See Mison paper at: https://www.microsoft.com/en-us/research/wp-content/uploads/2017/05/mison-vldb17.pdf
It follows exactly the design described in the Mison paper. Because there is no way to use avx2
extensions from the JVM this part is written in rust and wrapped in a native call.
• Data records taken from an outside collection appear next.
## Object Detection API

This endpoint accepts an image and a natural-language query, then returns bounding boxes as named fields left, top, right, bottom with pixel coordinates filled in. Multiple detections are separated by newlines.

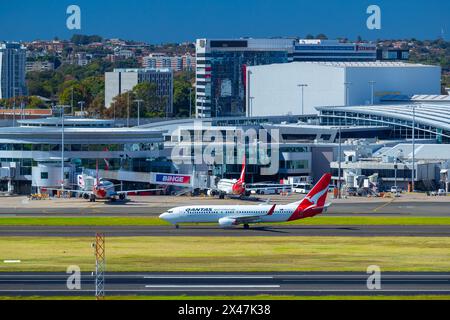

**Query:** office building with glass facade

left=196, top=38, right=376, bottom=118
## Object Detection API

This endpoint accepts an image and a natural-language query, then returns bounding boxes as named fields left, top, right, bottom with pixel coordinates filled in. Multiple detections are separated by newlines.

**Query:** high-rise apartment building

left=105, top=69, right=173, bottom=115
left=0, top=43, right=27, bottom=99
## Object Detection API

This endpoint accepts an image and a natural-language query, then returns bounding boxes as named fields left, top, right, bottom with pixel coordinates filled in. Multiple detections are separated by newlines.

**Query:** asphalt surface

left=0, top=272, right=450, bottom=296
left=0, top=225, right=450, bottom=237
left=0, top=199, right=450, bottom=217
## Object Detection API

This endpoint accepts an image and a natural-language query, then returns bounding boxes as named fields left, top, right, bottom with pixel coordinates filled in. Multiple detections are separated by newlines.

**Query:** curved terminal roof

left=316, top=103, right=450, bottom=131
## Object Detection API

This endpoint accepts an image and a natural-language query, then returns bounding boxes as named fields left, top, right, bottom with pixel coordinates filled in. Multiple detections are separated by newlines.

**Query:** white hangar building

left=246, top=62, right=441, bottom=116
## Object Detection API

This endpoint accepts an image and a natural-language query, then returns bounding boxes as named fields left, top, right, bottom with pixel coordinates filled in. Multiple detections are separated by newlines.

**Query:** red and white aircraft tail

left=289, top=173, right=331, bottom=221
left=232, top=156, right=246, bottom=195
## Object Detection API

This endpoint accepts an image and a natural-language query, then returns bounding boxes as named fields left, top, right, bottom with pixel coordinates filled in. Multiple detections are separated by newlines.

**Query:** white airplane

left=46, top=163, right=163, bottom=202
left=159, top=173, right=331, bottom=229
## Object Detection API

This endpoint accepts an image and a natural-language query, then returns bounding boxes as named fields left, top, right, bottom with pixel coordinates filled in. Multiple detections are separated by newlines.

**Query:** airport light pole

left=411, top=104, right=416, bottom=192
left=344, top=82, right=352, bottom=107
left=189, top=86, right=192, bottom=119
left=369, top=81, right=376, bottom=106
left=55, top=105, right=70, bottom=191
left=338, top=124, right=342, bottom=199
left=246, top=69, right=253, bottom=117
left=297, top=83, right=308, bottom=116
left=248, top=97, right=255, bottom=117
left=127, top=91, right=130, bottom=128
left=70, top=86, right=74, bottom=116
left=134, top=99, right=144, bottom=126
left=78, top=101, right=86, bottom=114
left=13, top=87, right=16, bottom=127
left=394, top=149, right=403, bottom=190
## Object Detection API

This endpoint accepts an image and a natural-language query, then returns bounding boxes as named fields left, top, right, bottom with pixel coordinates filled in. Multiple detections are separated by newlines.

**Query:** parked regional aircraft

left=47, top=163, right=163, bottom=202
left=159, top=173, right=331, bottom=229
left=208, top=156, right=250, bottom=199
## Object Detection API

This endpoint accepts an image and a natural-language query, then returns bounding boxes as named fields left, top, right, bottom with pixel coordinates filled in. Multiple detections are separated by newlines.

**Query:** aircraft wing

left=42, top=188, right=93, bottom=194
left=116, top=189, right=164, bottom=194
left=229, top=204, right=277, bottom=224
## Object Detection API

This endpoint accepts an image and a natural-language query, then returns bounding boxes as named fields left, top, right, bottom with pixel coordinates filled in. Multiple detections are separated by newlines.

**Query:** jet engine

left=219, top=218, right=237, bottom=228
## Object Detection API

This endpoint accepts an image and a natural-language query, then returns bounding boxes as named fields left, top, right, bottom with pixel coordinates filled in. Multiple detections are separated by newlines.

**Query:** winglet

left=267, top=204, right=277, bottom=216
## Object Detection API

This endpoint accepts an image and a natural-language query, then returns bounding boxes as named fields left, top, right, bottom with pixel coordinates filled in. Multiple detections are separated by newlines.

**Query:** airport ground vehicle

left=160, top=173, right=331, bottom=229
left=247, top=184, right=292, bottom=195
left=292, top=182, right=313, bottom=194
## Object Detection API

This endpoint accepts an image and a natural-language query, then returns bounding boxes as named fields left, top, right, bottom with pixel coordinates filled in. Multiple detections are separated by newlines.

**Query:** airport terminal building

left=0, top=118, right=171, bottom=194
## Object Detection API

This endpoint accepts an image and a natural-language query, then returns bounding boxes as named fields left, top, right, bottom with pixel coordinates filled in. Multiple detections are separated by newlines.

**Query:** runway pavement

left=0, top=272, right=450, bottom=296
left=0, top=198, right=450, bottom=217
left=0, top=225, right=450, bottom=237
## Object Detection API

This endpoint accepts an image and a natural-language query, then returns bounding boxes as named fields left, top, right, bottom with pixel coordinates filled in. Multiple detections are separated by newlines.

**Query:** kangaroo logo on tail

left=289, top=173, right=331, bottom=221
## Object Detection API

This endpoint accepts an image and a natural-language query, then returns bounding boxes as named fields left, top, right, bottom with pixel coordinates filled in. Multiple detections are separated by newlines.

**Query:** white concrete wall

left=247, top=62, right=345, bottom=116
left=346, top=66, right=441, bottom=105
left=246, top=62, right=441, bottom=116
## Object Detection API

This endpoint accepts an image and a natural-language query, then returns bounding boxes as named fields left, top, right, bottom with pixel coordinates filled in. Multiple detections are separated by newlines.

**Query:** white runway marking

left=145, top=284, right=281, bottom=289
left=144, top=275, right=273, bottom=279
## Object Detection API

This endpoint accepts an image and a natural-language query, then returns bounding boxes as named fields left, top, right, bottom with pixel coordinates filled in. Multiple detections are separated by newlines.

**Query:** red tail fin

left=95, top=159, right=100, bottom=185
left=289, top=173, right=331, bottom=221
left=239, top=155, right=245, bottom=183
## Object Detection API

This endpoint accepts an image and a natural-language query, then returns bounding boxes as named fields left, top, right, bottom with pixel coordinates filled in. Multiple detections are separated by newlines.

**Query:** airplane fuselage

left=160, top=205, right=322, bottom=224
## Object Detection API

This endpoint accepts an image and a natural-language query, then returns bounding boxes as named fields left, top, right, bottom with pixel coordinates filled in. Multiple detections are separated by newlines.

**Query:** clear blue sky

left=0, top=0, right=450, bottom=43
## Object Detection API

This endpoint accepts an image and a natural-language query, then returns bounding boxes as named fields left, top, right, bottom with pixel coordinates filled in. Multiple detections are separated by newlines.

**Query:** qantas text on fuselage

left=160, top=173, right=331, bottom=228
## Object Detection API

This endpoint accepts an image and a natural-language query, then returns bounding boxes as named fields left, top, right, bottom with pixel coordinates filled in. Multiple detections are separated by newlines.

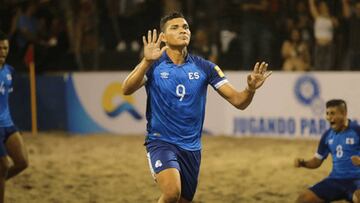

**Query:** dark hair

left=0, top=30, right=8, bottom=41
left=160, top=11, right=184, bottom=32
left=326, top=99, right=347, bottom=112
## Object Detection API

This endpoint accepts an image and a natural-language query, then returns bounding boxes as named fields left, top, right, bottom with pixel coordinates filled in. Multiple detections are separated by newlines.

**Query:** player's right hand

left=143, top=29, right=168, bottom=61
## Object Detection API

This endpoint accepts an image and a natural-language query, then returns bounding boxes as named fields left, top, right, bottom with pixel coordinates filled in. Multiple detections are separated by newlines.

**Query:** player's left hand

left=247, top=62, right=272, bottom=92
left=351, top=156, right=360, bottom=166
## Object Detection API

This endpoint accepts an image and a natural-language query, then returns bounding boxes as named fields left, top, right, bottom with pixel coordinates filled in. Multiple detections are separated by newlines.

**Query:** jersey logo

left=345, top=138, right=355, bottom=144
left=189, top=72, right=200, bottom=80
left=0, top=82, right=5, bottom=94
left=6, top=74, right=12, bottom=81
left=160, top=72, right=169, bottom=79
left=215, top=66, right=225, bottom=78
left=155, top=160, right=162, bottom=168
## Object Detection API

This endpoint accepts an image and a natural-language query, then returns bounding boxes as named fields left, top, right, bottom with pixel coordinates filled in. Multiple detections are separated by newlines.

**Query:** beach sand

left=5, top=133, right=344, bottom=203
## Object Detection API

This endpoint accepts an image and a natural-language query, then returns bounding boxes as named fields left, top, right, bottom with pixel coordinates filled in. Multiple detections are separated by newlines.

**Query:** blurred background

left=0, top=0, right=360, bottom=133
left=0, top=0, right=360, bottom=74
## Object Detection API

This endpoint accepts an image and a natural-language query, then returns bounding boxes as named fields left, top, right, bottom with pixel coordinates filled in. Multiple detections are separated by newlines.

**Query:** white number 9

left=176, top=84, right=186, bottom=101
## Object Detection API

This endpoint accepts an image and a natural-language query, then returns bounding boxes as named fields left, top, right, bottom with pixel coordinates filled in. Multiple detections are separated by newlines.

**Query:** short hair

left=0, top=30, right=8, bottom=41
left=326, top=99, right=347, bottom=112
left=160, top=11, right=185, bottom=32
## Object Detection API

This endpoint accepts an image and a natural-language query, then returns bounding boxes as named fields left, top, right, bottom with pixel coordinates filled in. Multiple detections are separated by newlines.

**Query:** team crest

left=160, top=72, right=169, bottom=79
left=345, top=138, right=355, bottom=144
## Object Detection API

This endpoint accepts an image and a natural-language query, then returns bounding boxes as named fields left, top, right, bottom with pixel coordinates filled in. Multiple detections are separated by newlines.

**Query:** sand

left=6, top=133, right=346, bottom=203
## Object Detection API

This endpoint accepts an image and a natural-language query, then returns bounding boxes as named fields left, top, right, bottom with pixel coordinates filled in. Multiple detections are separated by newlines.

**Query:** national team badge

left=345, top=138, right=355, bottom=144
left=215, top=66, right=225, bottom=78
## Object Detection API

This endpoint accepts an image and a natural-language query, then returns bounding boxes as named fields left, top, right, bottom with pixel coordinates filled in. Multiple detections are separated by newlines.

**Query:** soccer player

left=122, top=12, right=271, bottom=203
left=295, top=99, right=360, bottom=203
left=0, top=31, right=28, bottom=203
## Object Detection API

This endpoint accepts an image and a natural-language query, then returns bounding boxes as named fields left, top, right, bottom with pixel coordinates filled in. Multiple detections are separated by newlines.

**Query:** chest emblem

left=345, top=137, right=355, bottom=144
left=160, top=72, right=169, bottom=79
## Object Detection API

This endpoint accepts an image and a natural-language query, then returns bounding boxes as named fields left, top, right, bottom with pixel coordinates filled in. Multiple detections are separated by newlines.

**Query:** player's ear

left=160, top=32, right=167, bottom=43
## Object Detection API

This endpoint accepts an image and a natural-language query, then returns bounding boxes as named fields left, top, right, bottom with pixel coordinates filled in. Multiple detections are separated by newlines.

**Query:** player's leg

left=178, top=197, right=191, bottom=203
left=5, top=131, right=29, bottom=179
left=353, top=189, right=360, bottom=203
left=146, top=140, right=181, bottom=203
left=0, top=127, right=11, bottom=203
left=156, top=168, right=181, bottom=203
left=0, top=155, right=11, bottom=203
left=296, top=189, right=325, bottom=203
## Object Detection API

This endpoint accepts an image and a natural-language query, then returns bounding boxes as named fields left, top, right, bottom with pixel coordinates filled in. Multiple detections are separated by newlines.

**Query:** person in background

left=281, top=29, right=310, bottom=71
left=295, top=99, right=360, bottom=203
left=0, top=31, right=28, bottom=203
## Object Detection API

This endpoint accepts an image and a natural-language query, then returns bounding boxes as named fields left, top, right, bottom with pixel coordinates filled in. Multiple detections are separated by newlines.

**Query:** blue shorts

left=0, top=125, right=18, bottom=157
left=145, top=140, right=201, bottom=201
left=309, top=178, right=360, bottom=202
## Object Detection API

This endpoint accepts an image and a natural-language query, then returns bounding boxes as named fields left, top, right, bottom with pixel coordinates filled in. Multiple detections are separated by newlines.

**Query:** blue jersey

left=0, top=64, right=14, bottom=127
left=315, top=121, right=360, bottom=179
left=145, top=52, right=227, bottom=151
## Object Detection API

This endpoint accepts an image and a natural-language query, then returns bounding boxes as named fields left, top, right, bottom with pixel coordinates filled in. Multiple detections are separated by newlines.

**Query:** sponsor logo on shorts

left=155, top=160, right=162, bottom=168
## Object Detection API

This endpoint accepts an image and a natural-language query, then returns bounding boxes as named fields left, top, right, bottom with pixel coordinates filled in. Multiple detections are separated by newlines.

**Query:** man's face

left=326, top=106, right=347, bottom=132
left=162, top=18, right=191, bottom=46
left=0, top=40, right=9, bottom=66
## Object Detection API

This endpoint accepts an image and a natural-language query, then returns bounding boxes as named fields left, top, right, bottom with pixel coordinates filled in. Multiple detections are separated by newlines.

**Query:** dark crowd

left=0, top=0, right=360, bottom=73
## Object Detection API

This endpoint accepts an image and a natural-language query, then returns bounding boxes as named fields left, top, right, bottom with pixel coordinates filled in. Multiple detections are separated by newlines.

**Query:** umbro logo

left=155, top=160, right=162, bottom=168
left=160, top=72, right=169, bottom=79
left=345, top=138, right=355, bottom=144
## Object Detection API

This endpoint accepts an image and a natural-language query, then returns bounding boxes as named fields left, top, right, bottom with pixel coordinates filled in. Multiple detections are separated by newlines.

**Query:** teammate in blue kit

left=0, top=31, right=28, bottom=203
left=122, top=12, right=271, bottom=203
left=295, top=99, right=360, bottom=203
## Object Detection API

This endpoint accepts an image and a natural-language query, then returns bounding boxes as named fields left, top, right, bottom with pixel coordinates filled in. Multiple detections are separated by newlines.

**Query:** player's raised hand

Also the predictive parsing part is not implemented, but because of the cost of building the Mison indexes I don't think it will change anything to the benchmark for small Json documents.
Benchmark (entry) Mode Cnt Score Error Units
Benchmarks.fastJson empty avgt 200 244.944 ± 25.159 ns/op
Benchmarks.fastJson short avgt 200 1171.627 ± 51.561 ns/op
Benchmarks.fastJson medium avgt 200 2967.922 ± 156.079 ns/op
Benchmarks.fastJson long avgt 200 12229.239 ± 407.896 ns/op
Benchmarks.fastJson huge avgt 200 118164.704 ± 3499.133 ns/op
Benchmarks.fastJson giant avgt 200 438202.179 ± 19309.856 ns/op
Benchmarks.jackson empty avgt 200 4872.127 ± 2271.468 ns/op
Benchmarks.jackson short avgt 200 9131.281 ± 7338.789 ns/op
Benchmarks.jackson medium avgt 200 5470.434 ± 534.308 ns/op
Benchmarks.jackson long avgt 200 11512.887 ± 889.058 ns/op
Benchmarks.jackson huge avgt 200 569606.131 ± 997983.165 ns/op
Benchmarks.jackson giant avgt 200 517020.023 ± 742322.271 ns/op
Benchmarks.mison empty avgt 200 2033.237 ± 85.180 ns/op
Benchmarks.mison short avgt 200 3312.618 ± 141.704 ns/op
Benchmarks.mison medium avgt 200 5707.338 ± 264.357 ns/op
Benchmarks.mison long avgt 200 8287.681 ± 562.832 ns/op
Benchmarks.mison huge avgt 200 38999.464 ± 3946.958 ns/op
Benchmarks.mison giant avgt 200 137388.974 ± 13729.804 ns/op
This mison implementation starts being more performant at the long
test case (around 1kb). The overhead of the native call makes it less interesting for small json.
Perhaps it is possible to reduce this overhead (for example by using offheap memory directly from JVM code, and then just sharing a raw pointer with the native code). But for now I'm not convinced that for the common use case it will be possible to do something better as something like FastJson on the JVM.